Museus buscam alternativas à Rouanet com doações diretas

Fundos patrimoniais já costumam ser adotados por instituições privadas

João Perassolo
São Paulo

Os fundos patrimoniais (“endowments”, em inglês) têm sido tema de discussões para uma nova forma de financiamento de instituições culturais privadas no Brasil. 

Apresentada em março como uma solução que poderia sanar as dívidas e sustentar o Museu de Arte Moderna do Rio de Janeiro pelas próximas décadas, a prática voltou à tona com a edição da medida provisória 851/2018, logo após o incêndio que consumiu o Museu Nacional, em setembro. 

Além disso, na semana passada, o 2º Fórum Internacional de Endowments ocupou a unidade carioca do BNDES com discussões sobre o assunto.

Mas esse tipo de investimento, realizado com o aporte de milhões ou até bilhões de reais em produtos financeiros como contas em bancos e aplicações de renda fixa e cujos rendimentos servem para bancar instituições de diversas áreas, é uma novidade apenas em termos locais. 

Nos Estados Unidos, os “endowments” são uma das principais formas de financiamento de grandes museus, como o Metropolitan (fundo de US$ 2,7 bilhões), em Nova York, e o Getty (fundo de US$  6 bilhões), em Los Angeles.

Por aqui, esse é um modelo ainda incipiente: não há uma lei que o defina, e apenas o Instituto Moreira Salles é bancado integralmente por uma aplicação do tipo. 

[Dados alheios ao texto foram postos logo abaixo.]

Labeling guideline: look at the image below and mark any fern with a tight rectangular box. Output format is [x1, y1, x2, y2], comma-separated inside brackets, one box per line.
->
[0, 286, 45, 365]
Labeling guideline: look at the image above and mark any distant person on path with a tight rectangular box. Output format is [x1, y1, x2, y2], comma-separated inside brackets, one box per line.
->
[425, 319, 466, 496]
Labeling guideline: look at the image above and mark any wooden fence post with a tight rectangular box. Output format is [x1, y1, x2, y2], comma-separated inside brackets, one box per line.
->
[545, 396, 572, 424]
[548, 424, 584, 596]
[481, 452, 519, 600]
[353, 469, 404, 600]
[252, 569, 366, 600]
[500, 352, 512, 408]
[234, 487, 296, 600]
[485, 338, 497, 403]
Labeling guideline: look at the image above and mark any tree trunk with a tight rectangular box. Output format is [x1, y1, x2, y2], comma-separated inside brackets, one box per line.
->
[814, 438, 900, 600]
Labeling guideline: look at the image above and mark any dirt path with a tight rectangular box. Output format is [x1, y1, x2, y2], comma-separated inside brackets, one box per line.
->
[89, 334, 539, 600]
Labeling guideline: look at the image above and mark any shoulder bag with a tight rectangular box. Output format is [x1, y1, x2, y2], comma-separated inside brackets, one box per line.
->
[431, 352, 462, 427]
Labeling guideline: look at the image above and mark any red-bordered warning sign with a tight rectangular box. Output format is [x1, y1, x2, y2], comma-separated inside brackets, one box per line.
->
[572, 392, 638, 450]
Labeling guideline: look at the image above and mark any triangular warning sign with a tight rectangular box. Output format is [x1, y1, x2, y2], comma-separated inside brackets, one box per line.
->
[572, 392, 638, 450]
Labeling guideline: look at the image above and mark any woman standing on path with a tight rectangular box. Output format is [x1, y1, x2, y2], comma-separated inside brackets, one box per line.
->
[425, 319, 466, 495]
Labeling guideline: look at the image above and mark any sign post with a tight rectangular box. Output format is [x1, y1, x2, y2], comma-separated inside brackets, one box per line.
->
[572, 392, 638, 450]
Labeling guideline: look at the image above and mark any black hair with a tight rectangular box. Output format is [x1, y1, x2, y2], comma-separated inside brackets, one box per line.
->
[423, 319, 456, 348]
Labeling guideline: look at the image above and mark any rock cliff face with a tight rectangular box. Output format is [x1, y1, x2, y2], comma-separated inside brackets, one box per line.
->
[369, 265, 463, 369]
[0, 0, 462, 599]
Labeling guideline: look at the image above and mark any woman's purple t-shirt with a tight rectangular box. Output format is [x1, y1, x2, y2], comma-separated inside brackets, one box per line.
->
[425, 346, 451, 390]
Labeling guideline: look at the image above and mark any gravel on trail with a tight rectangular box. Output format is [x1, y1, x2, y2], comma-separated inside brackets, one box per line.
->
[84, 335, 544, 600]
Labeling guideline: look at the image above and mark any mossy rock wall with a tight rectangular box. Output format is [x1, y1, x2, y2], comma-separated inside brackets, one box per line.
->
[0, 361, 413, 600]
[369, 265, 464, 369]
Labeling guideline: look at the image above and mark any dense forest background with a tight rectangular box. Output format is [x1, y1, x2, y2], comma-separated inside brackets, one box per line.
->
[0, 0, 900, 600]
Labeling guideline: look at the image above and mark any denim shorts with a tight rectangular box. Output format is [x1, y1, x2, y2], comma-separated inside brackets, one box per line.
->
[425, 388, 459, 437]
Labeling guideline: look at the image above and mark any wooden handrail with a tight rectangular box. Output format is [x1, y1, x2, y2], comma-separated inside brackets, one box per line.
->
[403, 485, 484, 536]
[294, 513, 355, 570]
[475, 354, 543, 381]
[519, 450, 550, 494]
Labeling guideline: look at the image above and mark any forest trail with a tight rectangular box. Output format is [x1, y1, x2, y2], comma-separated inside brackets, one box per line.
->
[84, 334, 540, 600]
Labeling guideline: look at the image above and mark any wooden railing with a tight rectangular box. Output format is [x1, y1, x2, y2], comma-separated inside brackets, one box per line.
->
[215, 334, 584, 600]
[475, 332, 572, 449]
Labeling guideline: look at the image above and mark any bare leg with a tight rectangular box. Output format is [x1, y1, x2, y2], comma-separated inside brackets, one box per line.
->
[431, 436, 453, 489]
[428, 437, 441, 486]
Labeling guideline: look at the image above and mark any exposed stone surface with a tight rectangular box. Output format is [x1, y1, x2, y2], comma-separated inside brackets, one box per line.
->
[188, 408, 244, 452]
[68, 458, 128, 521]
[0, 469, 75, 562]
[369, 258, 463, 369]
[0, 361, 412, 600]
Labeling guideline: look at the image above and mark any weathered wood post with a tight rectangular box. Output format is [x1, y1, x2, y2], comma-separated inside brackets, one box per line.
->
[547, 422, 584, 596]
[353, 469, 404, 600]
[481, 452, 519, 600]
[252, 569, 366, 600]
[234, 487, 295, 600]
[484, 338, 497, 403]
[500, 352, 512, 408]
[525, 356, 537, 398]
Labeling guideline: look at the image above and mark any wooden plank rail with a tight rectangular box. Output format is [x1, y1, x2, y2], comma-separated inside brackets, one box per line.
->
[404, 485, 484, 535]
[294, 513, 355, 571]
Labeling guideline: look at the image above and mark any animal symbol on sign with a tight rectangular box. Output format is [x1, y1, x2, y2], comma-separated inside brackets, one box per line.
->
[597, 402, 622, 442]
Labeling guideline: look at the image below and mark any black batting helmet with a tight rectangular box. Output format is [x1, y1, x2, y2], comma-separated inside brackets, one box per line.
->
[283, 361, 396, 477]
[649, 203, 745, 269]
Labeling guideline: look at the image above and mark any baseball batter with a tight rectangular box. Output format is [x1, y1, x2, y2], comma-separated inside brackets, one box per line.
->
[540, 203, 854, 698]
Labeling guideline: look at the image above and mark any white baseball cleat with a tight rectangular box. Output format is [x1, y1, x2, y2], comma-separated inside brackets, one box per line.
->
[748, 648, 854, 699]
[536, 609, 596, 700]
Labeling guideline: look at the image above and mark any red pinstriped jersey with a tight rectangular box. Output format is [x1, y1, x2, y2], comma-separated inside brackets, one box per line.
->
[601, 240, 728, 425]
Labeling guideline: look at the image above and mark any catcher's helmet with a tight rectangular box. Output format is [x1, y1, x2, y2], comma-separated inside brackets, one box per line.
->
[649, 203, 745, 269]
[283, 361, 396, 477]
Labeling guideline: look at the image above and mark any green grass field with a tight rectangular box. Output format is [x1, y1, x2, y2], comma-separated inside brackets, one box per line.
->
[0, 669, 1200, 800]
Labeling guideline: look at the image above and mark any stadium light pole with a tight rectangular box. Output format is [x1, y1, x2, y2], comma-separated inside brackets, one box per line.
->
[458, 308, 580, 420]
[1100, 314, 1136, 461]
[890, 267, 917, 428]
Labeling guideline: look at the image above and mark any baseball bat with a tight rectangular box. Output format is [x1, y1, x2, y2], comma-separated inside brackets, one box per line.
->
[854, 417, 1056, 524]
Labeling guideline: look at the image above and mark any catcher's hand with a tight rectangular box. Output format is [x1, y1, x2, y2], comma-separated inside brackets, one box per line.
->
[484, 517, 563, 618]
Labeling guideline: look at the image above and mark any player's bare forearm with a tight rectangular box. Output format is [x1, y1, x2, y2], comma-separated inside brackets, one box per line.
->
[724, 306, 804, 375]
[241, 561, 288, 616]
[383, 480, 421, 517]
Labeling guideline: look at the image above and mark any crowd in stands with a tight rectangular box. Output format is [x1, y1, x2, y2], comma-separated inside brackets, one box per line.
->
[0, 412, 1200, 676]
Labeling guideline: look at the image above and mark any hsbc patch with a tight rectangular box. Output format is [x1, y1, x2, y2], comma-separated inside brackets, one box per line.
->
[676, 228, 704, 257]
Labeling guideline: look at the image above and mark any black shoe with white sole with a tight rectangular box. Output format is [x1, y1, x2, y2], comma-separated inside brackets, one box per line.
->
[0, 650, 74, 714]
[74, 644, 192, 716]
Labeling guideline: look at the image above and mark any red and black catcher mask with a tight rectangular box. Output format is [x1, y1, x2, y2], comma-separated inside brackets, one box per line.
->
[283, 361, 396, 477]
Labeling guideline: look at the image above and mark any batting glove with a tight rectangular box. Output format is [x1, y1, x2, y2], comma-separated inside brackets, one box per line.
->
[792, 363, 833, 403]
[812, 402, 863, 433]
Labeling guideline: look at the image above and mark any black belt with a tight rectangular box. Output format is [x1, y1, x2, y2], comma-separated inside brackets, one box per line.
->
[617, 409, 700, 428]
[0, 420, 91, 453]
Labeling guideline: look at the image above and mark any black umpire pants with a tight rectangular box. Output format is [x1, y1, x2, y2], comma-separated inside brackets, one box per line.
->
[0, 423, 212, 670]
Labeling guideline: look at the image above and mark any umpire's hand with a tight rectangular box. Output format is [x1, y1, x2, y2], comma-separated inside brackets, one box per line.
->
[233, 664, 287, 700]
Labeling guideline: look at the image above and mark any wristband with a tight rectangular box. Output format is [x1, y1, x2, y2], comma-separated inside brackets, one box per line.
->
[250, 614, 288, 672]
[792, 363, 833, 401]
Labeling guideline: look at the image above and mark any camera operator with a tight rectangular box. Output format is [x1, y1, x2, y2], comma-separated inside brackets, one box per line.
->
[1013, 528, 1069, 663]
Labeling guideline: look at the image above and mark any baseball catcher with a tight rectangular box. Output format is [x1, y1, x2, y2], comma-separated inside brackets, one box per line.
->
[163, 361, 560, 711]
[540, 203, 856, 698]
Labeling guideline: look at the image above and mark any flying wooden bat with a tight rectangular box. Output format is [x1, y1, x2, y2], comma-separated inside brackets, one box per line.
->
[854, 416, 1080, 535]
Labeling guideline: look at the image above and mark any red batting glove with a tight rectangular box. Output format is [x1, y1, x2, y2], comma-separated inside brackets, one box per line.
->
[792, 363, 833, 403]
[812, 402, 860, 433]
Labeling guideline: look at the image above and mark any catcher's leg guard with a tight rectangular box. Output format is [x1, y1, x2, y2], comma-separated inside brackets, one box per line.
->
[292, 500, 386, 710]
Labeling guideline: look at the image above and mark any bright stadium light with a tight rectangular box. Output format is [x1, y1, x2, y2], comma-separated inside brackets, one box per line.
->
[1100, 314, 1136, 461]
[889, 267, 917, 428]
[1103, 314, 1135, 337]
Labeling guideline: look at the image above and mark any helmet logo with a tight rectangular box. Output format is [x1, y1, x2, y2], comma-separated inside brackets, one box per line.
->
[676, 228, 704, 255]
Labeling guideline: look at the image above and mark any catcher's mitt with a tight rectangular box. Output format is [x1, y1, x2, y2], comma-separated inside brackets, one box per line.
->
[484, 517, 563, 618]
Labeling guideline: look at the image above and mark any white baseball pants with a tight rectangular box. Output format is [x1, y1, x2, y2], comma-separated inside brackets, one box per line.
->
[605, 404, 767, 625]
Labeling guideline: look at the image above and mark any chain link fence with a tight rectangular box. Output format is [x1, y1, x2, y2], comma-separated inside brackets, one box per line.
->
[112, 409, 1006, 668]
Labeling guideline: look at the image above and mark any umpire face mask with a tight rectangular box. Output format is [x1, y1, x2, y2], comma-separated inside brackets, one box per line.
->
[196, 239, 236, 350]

Instituto Moreira Salles, na avenida Paulista
Instituto Moreira Salles, na avenida Paulista - Zanone Fraissat/Folhapress

“O ‘endowment’ é um dinheiro ligado ao projeto de uma instituição, e não a seus gestores momentâneos. O fundo tem foco na perpetuidade”, afirma Ricardo Levisky, o organizador do fórum no Rio de Janeiro.

“Muitas vezes, trata-se de uma verba doada de maneira voluntária por pessoas que acreditam que a sociedade ganha por ter instituições culturais fortes.”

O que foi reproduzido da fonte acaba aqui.